Faster rates of output and new business growth were the main factors boosting the headline PMI in February. In both cases, the rate of expansion was the steepest since late-2014. Survey respondents noted that greater demand from domestic markets, especially the energy sector, had underpinned the improvement in manufacturing growth. There were also reports that the upturn in new order intakes had been supported by customers’ efforts to replenish inventories. Meanwhile, export sales growth remained subdued, and therefore provided only a marginal contribution to overall new business gains in February.
The latest survey pointed to a rebound in manufacturing sector confidence regarding the year-ahead business outlook. Moreover, the degree of positive sentiment reached its strongest for exactly three years. This was linked to resurgent optimism about domestic demand and the general outlook for the Canadian economy. Greater business confidence contributed to the strongest increase in employment for 27 months in February.

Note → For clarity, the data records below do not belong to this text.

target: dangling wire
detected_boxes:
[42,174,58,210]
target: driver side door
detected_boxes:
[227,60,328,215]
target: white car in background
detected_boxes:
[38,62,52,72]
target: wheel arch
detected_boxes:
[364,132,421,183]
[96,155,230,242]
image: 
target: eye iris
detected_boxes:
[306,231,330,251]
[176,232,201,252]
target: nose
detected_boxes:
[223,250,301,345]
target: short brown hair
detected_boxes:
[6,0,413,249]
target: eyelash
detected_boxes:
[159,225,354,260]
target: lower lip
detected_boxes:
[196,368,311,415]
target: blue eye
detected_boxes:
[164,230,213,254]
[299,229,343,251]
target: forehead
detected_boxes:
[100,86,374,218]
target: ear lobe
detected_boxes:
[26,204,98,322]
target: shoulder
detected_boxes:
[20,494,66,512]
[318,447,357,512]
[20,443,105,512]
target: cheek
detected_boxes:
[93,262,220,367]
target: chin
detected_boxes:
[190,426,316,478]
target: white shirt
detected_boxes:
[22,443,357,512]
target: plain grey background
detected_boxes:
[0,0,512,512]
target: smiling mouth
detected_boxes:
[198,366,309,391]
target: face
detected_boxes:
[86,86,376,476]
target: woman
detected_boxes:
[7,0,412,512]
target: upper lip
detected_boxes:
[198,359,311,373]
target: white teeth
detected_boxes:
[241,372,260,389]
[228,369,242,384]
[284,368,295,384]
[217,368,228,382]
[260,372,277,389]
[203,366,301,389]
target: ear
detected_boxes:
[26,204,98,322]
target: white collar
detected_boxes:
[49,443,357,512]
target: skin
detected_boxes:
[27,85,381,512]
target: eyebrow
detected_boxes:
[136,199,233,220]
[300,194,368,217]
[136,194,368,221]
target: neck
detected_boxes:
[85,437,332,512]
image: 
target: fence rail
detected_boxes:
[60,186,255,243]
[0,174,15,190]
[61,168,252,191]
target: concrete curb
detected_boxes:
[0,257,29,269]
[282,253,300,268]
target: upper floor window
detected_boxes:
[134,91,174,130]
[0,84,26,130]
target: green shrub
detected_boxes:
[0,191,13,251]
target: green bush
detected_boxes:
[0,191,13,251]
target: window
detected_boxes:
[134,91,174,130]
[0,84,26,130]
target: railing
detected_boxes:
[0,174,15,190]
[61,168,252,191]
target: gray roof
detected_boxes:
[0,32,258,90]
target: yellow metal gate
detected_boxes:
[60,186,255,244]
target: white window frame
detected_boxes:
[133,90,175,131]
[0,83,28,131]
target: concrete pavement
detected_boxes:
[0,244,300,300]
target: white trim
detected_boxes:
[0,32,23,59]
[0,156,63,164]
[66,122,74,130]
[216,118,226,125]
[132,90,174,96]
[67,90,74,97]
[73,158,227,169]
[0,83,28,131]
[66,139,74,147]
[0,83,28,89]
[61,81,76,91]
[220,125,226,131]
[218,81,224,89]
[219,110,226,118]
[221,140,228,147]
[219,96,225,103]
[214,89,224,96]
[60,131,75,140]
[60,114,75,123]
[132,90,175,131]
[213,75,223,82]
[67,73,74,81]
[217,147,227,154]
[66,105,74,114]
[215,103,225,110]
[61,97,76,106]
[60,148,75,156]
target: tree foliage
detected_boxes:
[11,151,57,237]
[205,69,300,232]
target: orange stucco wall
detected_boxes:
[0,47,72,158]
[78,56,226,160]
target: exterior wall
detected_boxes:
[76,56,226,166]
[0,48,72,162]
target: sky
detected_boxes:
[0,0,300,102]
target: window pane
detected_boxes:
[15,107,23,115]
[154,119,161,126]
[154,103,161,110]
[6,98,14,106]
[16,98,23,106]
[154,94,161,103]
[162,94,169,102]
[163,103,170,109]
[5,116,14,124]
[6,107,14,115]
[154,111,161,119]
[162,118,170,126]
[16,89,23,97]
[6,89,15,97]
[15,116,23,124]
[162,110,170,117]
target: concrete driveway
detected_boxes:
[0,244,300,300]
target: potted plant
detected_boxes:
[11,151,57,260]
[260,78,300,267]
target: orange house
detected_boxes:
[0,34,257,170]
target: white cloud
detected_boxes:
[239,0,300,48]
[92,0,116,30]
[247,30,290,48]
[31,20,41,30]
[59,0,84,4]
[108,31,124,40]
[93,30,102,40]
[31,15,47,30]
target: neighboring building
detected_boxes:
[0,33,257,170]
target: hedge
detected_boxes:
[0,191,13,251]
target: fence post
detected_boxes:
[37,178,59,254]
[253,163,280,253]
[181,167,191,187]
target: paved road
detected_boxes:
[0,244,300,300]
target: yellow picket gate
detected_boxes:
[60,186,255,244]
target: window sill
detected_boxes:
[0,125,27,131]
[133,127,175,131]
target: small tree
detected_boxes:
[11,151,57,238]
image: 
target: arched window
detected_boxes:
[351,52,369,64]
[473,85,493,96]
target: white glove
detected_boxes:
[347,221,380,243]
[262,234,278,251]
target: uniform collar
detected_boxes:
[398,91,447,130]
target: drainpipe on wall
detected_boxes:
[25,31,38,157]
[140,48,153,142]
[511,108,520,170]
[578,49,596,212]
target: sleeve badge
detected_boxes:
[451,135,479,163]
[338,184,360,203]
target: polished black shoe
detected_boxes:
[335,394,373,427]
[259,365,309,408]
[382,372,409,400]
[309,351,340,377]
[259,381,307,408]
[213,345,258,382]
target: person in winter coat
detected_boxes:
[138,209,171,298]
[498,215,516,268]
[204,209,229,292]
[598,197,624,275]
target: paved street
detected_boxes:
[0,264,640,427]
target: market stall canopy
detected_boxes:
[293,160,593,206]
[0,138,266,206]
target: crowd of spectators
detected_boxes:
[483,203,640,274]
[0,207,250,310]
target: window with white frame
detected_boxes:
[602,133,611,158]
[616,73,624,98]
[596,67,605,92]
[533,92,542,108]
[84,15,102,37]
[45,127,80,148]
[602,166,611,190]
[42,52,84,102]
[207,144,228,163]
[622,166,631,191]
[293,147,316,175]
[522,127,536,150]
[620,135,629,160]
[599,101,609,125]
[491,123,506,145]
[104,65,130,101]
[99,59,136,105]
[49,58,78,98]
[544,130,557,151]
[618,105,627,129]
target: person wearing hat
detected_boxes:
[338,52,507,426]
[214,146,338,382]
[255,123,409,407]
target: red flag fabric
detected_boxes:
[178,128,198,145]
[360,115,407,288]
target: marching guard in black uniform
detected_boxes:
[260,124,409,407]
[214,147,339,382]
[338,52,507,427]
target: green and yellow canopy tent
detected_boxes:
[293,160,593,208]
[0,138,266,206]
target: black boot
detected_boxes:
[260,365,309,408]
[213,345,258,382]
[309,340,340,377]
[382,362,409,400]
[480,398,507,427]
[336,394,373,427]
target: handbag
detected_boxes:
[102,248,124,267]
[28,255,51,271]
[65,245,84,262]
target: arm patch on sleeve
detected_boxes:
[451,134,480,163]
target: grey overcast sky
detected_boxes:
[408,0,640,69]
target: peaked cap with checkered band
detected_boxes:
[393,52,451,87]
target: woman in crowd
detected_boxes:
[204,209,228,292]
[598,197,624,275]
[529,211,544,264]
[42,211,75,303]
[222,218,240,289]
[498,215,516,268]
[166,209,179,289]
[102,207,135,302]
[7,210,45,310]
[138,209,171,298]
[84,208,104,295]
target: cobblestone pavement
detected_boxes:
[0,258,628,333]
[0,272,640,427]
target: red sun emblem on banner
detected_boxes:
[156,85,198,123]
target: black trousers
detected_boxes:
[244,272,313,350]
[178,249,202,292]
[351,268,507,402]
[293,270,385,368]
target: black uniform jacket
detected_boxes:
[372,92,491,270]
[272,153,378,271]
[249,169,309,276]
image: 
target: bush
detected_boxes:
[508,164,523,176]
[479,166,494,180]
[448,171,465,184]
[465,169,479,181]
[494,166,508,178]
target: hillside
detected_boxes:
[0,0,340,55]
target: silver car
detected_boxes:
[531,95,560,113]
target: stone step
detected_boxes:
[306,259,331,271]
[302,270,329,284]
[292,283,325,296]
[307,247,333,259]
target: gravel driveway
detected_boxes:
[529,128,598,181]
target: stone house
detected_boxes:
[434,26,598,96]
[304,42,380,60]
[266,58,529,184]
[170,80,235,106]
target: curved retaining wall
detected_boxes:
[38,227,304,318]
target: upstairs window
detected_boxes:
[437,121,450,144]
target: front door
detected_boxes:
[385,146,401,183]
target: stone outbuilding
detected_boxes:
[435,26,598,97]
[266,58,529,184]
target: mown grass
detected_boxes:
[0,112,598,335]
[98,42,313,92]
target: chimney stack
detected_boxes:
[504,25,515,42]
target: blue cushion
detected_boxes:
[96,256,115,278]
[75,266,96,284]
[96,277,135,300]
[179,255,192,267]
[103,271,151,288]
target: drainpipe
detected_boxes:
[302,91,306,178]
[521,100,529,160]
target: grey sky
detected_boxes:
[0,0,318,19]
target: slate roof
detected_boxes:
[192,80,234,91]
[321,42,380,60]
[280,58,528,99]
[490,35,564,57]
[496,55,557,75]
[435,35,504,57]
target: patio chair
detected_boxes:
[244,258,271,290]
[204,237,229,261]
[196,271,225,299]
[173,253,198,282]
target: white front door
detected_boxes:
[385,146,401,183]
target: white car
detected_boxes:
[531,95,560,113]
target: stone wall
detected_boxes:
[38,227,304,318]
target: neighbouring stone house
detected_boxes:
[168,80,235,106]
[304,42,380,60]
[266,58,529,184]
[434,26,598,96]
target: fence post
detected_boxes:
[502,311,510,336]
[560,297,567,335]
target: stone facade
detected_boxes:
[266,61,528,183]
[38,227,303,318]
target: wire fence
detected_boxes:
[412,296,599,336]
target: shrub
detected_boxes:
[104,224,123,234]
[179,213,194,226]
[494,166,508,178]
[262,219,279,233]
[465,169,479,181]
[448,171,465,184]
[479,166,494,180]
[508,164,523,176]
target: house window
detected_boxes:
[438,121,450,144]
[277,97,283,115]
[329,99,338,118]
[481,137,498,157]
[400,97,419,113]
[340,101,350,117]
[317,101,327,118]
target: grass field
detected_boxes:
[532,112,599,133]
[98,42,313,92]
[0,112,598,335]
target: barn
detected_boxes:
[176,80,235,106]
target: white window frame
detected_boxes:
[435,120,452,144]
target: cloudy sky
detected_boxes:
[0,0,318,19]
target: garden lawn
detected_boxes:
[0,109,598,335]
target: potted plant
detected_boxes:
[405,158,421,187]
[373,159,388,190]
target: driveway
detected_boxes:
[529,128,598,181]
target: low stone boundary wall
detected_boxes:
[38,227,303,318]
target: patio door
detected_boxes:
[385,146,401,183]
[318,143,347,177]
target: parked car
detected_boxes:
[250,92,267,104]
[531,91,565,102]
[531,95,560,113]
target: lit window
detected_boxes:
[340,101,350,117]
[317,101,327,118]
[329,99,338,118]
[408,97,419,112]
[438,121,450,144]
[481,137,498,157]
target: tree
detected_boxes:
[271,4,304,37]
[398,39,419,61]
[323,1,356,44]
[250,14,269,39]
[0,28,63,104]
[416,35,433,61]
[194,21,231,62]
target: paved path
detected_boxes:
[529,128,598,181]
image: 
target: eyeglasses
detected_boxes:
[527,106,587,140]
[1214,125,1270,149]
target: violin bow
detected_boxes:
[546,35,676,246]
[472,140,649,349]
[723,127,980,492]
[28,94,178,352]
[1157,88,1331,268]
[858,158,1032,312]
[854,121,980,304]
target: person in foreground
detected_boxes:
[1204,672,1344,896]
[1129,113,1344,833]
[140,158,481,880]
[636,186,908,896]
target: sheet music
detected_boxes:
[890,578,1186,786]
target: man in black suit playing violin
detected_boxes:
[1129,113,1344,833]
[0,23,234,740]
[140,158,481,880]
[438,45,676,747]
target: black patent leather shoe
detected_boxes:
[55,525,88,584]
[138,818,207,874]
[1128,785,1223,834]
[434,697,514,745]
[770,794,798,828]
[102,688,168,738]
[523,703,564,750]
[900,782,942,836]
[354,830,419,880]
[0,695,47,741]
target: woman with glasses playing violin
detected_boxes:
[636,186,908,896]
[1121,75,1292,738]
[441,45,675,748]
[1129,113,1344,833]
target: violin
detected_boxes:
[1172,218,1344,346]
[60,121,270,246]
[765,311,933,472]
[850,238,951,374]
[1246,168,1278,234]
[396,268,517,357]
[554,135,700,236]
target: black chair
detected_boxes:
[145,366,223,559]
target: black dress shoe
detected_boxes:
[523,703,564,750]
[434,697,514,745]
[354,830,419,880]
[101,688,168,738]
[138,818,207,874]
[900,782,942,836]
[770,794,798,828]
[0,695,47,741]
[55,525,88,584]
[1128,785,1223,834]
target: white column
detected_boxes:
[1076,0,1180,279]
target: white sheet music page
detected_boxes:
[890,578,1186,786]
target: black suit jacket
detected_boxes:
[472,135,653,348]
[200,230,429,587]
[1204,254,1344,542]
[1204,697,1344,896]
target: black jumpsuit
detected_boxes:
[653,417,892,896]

Manufacturers also sought to boost their stocks of finished goods in line with expectations for improved sales growth. The rise in post-production inventories was the strongest since April 2014. However, stocks of inputs were depleted in February, which was attributed to rising demand for inputs and longer delivery times from suppliers.
Meanwhile, a strong rate of input cost inflation persisted in February, with the latest reading only fractionally below the 31-month peak seen at the start of 2017. Manufacturers commented on rising raw material costs, particularly for metals and oil-related inputs. This led to a solid increase in factory gate charges, although the rate of output price inflation slipped to a three-month low.